Zihin kontrolü ile yeni rejim kurmak!
Tuncay Erciyes, Dr. Sinan Canan’ın “zihin kontrolü” ile ilgili bir makalesini gönderdi. Konuyla ilgili başka makalelerini de okuduğum Sinan Canan, “Zihin kontrolü gerçekten yapılabiliyor mu?” diye sorduktan sonra “Yüzde yüz hakikat. Her gün ona maruz kalıyorsunuz ama uzaktan. Bunu net söyleyebilirim” diye cevap veriyor:
* Nokta atışıyla, elektromanyetik dalgalarla zihnimizi kontrol eden kimse yok. Ancak, içimizde hayvanî güdülerle bizi bir yerlere itmeye, bir şeyler yapmaya zorlayan nefs dediğimiz bir şey var.
* Her bir insanın beyni parmak izi gibi farklı olduğu için, kitlelerin üzerinde zihin kontrolü yapmak, insanların genel ve temel özelliklerini bilmenize bağlıdır.

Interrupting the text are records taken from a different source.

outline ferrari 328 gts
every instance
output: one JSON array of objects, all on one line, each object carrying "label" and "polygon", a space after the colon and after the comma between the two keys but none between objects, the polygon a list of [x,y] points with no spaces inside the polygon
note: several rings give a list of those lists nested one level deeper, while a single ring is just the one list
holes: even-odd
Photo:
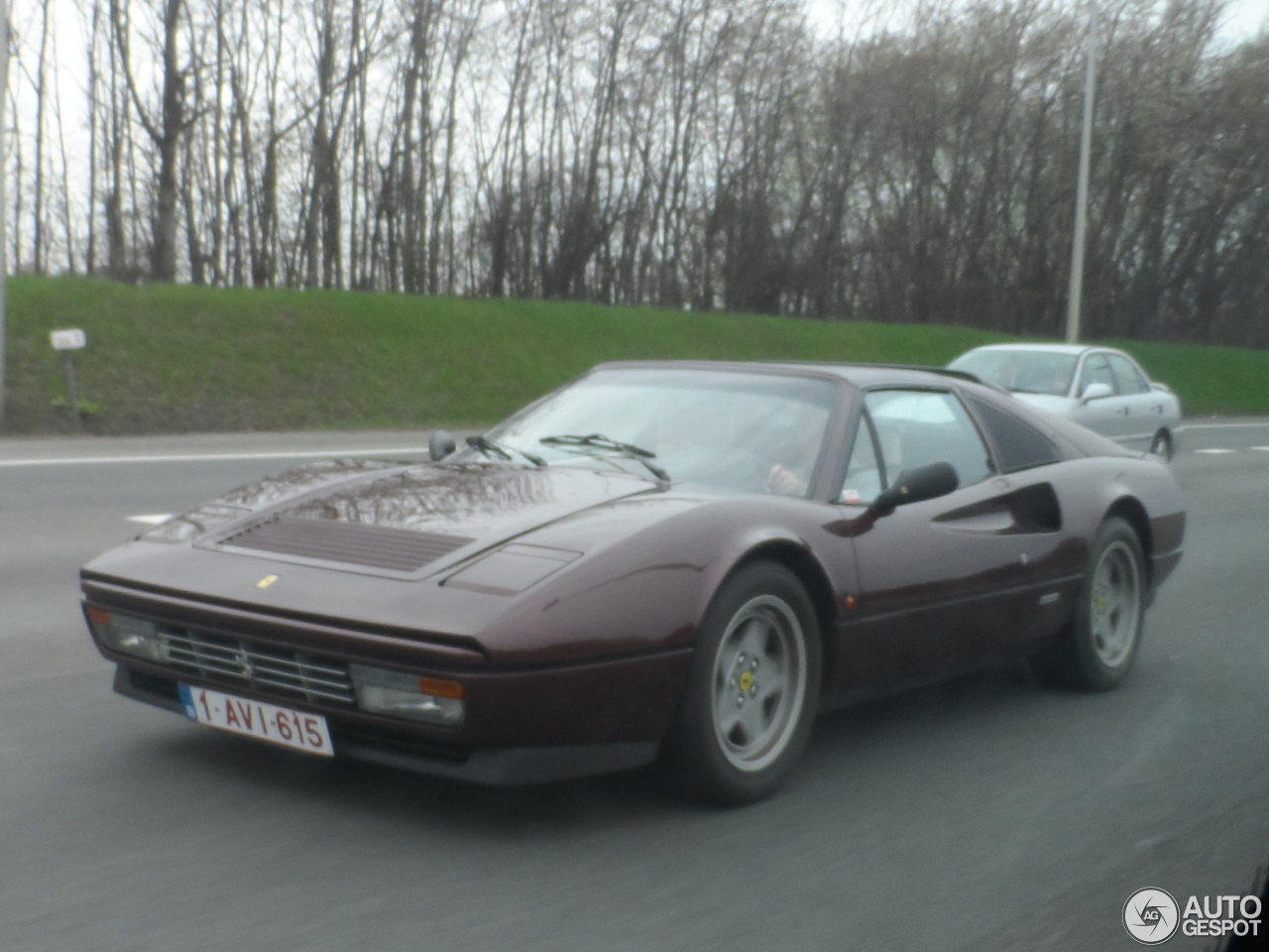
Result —
[{"label": "ferrari 328 gts", "polygon": [[1128,673],[1170,468],[971,374],[603,364],[428,462],[255,482],[82,570],[121,694],[487,783],[770,793],[817,712],[1024,656]]}]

* Zihin kontrolü yaparak cinsel içerikli reklâm ya da bir hayat tarzı satmaya çalışan insanların önündeki en önemli engel, beyninin üst kısmı iyi eğitilmiş insanlardır. Zihin kontrolü için ilk yapmanız gereken şey, nefsi disiplin altına almayı sağlayan eğitimi, inancı, kültürel yapıyı bertaraf etmektir... O işin ilk ayağı budur. Bunları havaya uçurursanız zihin kontrolü bütün insanların üzerinde tıkır tıkır çalışır.
* * *
Canan, şu bilgileri veriyor:
Binlerce zihin kontrol yöntemi vardır:
■ Grup baskısı: Ait olunan grubun değerleri dışında değerlerin kabul edilmemesi için yapılan telkinler, sınırlamalar bütünü.
■ Eski değerlere saldırı: Yeni bir takım fikirlerin kabulünü kolaylaştırmak için eski değerlere saldırarak onları gözden düşürmeye çalışmak.

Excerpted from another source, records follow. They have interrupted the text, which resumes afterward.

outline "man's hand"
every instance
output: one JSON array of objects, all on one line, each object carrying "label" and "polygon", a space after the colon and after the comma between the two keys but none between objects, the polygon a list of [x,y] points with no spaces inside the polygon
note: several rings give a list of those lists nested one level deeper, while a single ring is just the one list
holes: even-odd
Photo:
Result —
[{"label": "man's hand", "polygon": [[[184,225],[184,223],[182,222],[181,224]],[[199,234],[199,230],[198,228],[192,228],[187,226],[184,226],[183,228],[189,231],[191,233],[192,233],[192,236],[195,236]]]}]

■ Soru yasaklamak: Otorite kullanarak, grup/cemaat/rejim içindeki hâkim düşünceyi tehlikeye sokabilecek soruların önünün kapatılması, ayıplanması, cezalandırılması.
■ Lisan suistimali: Lisanın kasıtlı ve yaygın bir biçimde kötüye kullanılması ile insanların lisan yeteneklerini, dolayısıyla düşünme ve algı alışkanlıklarını sakatlamak.

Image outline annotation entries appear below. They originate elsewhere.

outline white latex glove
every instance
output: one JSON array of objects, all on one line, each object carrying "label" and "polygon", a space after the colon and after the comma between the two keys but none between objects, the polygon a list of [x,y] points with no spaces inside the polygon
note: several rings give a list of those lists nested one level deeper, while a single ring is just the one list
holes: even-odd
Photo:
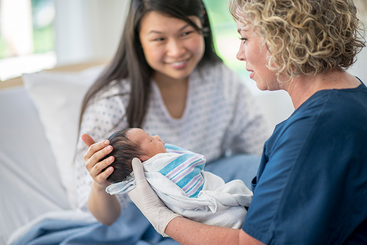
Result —
[{"label": "white latex glove", "polygon": [[169,209],[152,189],[145,179],[140,160],[134,158],[132,164],[137,185],[127,195],[156,230],[163,237],[167,237],[164,233],[167,225],[174,218],[182,216]]}]

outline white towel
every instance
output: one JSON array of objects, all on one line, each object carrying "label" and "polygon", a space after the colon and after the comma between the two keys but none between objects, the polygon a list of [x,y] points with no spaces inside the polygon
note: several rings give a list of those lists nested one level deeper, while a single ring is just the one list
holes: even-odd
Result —
[{"label": "white towel", "polygon": [[[243,182],[225,183],[220,177],[202,170],[205,158],[202,155],[173,145],[165,146],[168,153],[155,156],[143,167],[147,180],[167,206],[198,222],[241,227],[247,213],[245,207],[250,205],[252,196]],[[111,195],[123,193],[135,185],[133,178],[113,184],[106,191]]]}]

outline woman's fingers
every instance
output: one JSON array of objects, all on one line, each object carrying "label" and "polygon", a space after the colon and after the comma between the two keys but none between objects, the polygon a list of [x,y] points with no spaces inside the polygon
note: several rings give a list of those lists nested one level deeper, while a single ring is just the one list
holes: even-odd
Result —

■ Afazi: Kelimelerin anlamlarında karmaşa yaratarak ve aslı/tanımı olmayan yeni kavramlar ortaya koyarak, insanların iletişim yeteneklerini baltalamak ve kişileri birbirlerinin dilinden anlamaz hale getirmek.
■ Giyim kodları: Giysilere, aslında olmayan mesajlar yüklenmesi ve bu sayede insanlar arasındaki farklılıkları pekiştirme/vurgulama çabası.
■ Slogan atmak, slogan düşünce üretmek: Topluluğa ait düşünsel kalıpların bireyler arasında bilinçsizce ve sorgusuz olarak kabul edilmesine yönelik ifadelerin, yüksek sesle tekrarlanması. Orijinal düşüncelerin engellenmesi...
■ Parasal bağımlılık: Mali kaynaklar üzerinden bağımlı hale getirilme. Bu şekilde bağımlı hale getirilen toplumların yönlendirilmesi büyük ölçüde kolaylaşır.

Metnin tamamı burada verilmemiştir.